The next historical Total War game is on its way, and the hype is real. Total War: Three Kingdoms is due for a May 23rd release this year, and with it comes a whole host of exciting new changes to the series' age-old diplomacy and character systems.
Set in ancient China and featuring many of the legendary heroes of the period, this is the first major historical title developer Creative Assembly have released in over four years, since Total War: Attila in 2015. Development hasn’t been without its hurdles, however; Three Kingdoms is making bold changes to the franchise, and fans aren’t happy with all of them.
Three Kingdoms Will Feature Two Modes: Records and Romance
Creative Assembly have done well for themselves recently, all things considered. Total War: Warhammer and its sequel Total War: Warhammer 2 are some of the best games they’ve made to date according to metacritic.com, complete with magic, dragons and walking zombie pirate ships. It seems CA are hoping to carry that fantasy momentum into their next historical title, Three Kingdoms, to boot. The game will feature two modes of campaign gameplay: Records Mode and Romance Mode.
The former is for diehard historical fans, boasting features such as increased unit fatigue on the battlefield, a more realistic colour palette and permanent character death of either wounds or old age. Romance Mode combines the best of both CA’s fantasy and historical endeavours, with a bombastic colour palette, superhuman generals straight out of the games’ source material, and active battle abilities. Read more about the Romance of the Three Kingdoms history at threekingdoms.com.
CA are doing their best to please all fans, but in doing so they may be stretching themselves a little thin.
Total War: Three Kingdoms to be Published Under SEGA May 23rd
We first saw gameplay footage of Three Kingdoms way back in mid-2018 – major praise was directed at the souped-up diplomacy system, including spies, food, coalitions and vassal systems. Major complaints included vague unit cards, battles which were too fast paced, problematic AI and overpowered generals. Since then, the game has been delayed twice, first to March 2019, and now to May 23rd, and it seems CA have been using their time wisely.

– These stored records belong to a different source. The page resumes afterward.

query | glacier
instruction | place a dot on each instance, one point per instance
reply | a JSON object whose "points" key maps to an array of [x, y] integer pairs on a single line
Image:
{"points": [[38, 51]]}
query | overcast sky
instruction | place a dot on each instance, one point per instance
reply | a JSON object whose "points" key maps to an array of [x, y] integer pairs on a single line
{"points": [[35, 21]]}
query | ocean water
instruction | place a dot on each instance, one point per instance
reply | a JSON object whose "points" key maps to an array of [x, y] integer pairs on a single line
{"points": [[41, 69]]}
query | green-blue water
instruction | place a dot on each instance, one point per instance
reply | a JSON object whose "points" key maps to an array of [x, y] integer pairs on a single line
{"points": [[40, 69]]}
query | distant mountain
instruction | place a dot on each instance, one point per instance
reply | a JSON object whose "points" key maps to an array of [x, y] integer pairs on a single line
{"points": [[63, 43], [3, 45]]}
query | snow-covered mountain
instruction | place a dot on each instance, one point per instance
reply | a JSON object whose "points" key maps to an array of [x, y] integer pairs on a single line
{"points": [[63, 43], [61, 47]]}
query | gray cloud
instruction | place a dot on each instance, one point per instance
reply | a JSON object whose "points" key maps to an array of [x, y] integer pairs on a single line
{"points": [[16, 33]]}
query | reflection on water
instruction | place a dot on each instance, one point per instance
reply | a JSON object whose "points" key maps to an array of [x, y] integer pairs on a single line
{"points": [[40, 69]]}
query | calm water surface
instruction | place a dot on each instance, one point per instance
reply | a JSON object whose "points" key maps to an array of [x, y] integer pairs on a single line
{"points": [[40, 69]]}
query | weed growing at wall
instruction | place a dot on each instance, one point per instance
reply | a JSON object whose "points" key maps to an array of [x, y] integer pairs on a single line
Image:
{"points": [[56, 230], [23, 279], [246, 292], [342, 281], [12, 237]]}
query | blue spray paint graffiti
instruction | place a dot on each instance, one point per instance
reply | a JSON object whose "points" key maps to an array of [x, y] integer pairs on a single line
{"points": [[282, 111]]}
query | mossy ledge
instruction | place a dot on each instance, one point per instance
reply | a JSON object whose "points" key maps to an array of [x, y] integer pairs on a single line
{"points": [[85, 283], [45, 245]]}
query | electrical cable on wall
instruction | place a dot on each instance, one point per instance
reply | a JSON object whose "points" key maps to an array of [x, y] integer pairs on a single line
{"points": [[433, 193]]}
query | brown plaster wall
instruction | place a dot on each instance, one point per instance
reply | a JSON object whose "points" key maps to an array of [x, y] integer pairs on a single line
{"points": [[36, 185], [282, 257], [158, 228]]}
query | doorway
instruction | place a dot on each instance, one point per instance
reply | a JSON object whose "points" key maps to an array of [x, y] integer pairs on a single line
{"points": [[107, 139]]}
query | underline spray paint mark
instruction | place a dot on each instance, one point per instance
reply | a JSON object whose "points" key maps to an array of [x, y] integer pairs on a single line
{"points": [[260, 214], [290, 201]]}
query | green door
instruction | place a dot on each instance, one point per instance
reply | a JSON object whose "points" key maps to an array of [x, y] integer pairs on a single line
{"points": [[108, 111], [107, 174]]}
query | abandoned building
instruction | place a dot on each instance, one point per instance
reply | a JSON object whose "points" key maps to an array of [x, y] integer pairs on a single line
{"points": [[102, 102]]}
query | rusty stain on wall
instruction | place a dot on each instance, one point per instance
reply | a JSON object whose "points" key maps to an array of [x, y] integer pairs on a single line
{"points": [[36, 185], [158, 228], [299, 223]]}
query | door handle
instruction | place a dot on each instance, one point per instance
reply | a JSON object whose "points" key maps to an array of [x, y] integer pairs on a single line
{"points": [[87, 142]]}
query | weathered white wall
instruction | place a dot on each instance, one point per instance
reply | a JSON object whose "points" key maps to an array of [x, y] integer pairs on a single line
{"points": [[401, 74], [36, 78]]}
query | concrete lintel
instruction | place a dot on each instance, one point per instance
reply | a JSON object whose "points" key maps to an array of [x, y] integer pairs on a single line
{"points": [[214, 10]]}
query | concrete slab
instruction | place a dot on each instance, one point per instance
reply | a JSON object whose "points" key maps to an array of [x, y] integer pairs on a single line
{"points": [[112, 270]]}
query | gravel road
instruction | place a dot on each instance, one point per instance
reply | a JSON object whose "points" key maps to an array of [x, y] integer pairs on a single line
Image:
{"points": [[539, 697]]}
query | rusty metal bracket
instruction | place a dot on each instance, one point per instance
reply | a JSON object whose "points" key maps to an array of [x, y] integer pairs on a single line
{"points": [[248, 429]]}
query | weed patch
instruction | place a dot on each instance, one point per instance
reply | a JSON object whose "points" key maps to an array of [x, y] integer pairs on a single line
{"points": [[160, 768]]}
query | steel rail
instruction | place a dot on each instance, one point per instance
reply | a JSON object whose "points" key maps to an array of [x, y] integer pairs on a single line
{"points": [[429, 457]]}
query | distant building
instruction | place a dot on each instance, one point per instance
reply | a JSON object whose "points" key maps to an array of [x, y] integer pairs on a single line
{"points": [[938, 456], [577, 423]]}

New, toggleable unit cards are now in place. There’s an optional Chinese VO for the game. Battles have been slowed down across the board regardless of game mode, and generals have been weakened to a more reasonable level. Things are looking good for May, all things considered, with CA providing weekly Wednesday streams showing off their improvements, albeit with regular client crashes (all part of development).
Many game studios have struggled with buggy, rushed game releases in the past, Creative Assembly included. Most recently we've seen Bethesda struggle with Fallout 76, which for many was in an unplayable state on day one. BioWare too have had disappointing launch days, especially under publisher EA; Mass Effect Andromeda managed to tank an entire franchise, and Anthem failed to garner any kind of substantial playerbase, lacking endgame content and locking character customisation behind microtransactions.

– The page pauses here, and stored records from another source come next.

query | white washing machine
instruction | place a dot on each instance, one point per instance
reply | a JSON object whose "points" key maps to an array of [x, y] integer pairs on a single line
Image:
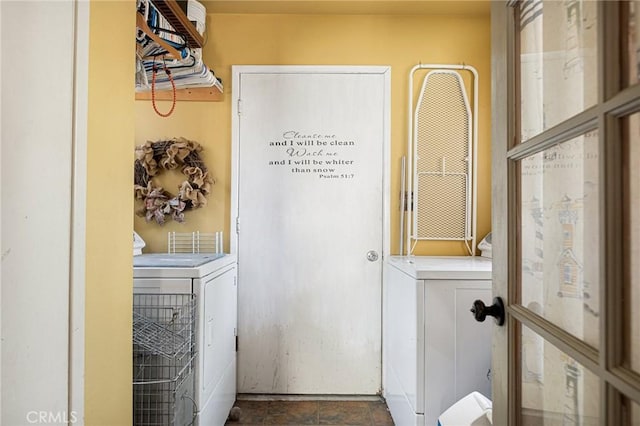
{"points": [[213, 279], [435, 352]]}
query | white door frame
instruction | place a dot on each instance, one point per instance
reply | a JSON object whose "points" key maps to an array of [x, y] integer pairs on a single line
{"points": [[78, 213], [236, 109]]}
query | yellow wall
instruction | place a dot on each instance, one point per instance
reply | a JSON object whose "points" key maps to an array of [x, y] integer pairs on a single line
{"points": [[109, 278], [271, 39]]}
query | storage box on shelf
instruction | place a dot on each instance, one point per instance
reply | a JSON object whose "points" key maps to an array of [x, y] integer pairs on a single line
{"points": [[174, 15]]}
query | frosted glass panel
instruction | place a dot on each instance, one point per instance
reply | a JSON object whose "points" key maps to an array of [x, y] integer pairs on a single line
{"points": [[632, 233], [556, 390], [558, 62], [559, 238], [635, 414]]}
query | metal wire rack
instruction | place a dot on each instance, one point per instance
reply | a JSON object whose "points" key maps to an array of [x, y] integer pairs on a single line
{"points": [[163, 359]]}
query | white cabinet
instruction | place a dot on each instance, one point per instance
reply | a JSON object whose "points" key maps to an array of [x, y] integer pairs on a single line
{"points": [[435, 352]]}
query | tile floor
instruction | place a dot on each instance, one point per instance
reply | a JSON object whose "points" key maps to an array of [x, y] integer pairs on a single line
{"points": [[322, 412]]}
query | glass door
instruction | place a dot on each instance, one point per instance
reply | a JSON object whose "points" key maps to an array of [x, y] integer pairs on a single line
{"points": [[566, 154]]}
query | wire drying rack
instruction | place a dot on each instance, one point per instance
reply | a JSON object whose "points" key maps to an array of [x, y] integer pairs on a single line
{"points": [[195, 242], [163, 359]]}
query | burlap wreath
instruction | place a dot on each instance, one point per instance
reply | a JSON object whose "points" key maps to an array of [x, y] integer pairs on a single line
{"points": [[154, 157]]}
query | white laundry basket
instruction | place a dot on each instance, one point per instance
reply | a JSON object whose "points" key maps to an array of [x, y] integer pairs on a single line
{"points": [[472, 410]]}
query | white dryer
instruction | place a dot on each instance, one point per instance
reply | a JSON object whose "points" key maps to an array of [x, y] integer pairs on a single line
{"points": [[434, 352], [213, 279]]}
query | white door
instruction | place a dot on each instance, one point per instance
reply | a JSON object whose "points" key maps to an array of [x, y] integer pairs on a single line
{"points": [[43, 181], [309, 159], [566, 172]]}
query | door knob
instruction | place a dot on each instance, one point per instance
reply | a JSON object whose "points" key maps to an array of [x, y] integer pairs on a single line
{"points": [[480, 310]]}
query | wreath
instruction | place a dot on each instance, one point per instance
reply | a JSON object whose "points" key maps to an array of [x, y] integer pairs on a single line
{"points": [[154, 157]]}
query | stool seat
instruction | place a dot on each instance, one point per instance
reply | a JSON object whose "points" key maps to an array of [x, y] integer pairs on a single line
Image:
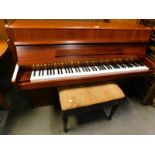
{"points": [[72, 97]]}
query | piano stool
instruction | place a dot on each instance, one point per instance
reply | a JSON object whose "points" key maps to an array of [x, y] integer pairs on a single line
{"points": [[77, 99]]}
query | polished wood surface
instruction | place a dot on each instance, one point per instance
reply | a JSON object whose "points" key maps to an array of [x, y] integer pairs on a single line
{"points": [[3, 47], [43, 43]]}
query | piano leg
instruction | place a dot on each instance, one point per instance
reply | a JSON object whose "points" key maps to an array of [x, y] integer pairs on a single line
{"points": [[65, 121]]}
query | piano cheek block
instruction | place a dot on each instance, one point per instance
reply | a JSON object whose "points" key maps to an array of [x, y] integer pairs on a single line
{"points": [[61, 53]]}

With this context in mind, it's uniquely commendable of CA and its publisher SEGA to delay Three Kingdoms not once, but twice, and to continue to improve the game based on community feedback. Fixing issues pre-release is and always will be preferable to day one patches and beyond. Publishers and devs alike have a reputation to maintain, after all. Take NetEnt and Microgaming - while they operate within an entirely different sector of gaming, that of online casinos and slots, the same principles apply.

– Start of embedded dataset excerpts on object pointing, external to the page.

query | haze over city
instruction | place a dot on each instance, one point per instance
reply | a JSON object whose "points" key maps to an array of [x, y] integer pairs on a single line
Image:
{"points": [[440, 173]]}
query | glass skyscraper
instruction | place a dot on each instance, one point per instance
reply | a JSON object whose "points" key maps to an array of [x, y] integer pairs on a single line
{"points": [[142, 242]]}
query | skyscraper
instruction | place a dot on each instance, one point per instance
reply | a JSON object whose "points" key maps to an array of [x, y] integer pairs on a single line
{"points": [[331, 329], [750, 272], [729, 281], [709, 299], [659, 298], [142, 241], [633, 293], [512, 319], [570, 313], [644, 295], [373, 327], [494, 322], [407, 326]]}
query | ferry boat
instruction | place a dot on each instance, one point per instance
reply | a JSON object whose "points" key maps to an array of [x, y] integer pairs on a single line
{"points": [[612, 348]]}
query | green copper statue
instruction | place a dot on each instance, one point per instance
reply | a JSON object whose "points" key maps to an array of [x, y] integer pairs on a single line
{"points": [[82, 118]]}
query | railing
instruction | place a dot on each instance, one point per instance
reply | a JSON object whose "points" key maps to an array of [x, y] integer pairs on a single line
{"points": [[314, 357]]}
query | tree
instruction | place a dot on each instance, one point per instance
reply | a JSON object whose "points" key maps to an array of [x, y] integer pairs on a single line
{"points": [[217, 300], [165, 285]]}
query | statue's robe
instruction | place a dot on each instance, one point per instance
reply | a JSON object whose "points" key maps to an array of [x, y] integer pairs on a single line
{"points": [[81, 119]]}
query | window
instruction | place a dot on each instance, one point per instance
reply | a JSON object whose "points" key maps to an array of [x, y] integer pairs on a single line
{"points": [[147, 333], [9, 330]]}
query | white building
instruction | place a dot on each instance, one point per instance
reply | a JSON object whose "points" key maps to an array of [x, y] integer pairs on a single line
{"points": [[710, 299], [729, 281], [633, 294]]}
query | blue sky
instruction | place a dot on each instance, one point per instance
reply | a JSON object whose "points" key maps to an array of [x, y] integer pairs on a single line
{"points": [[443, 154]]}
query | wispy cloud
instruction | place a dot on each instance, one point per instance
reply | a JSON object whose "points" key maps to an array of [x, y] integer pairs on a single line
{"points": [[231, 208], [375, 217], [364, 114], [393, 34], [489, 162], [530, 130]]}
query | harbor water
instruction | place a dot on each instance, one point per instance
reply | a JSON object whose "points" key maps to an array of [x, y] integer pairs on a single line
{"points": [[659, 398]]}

With dozens of their titles available on winningroom.com, from slots to table poker, they've managed to cultivate a reputation for releasing quality, reliable titles - the AAA-gaming industry could stand to learn a thing or two from its sibling.
Only time will tell if Three Kingdoms will stand tall on its own two feet, if the delays have been worth it, and if CA can shake off their personal reputation for buggy, problematic releases under SEGA. Total War: Three Kingdoms comes out on May 23rd.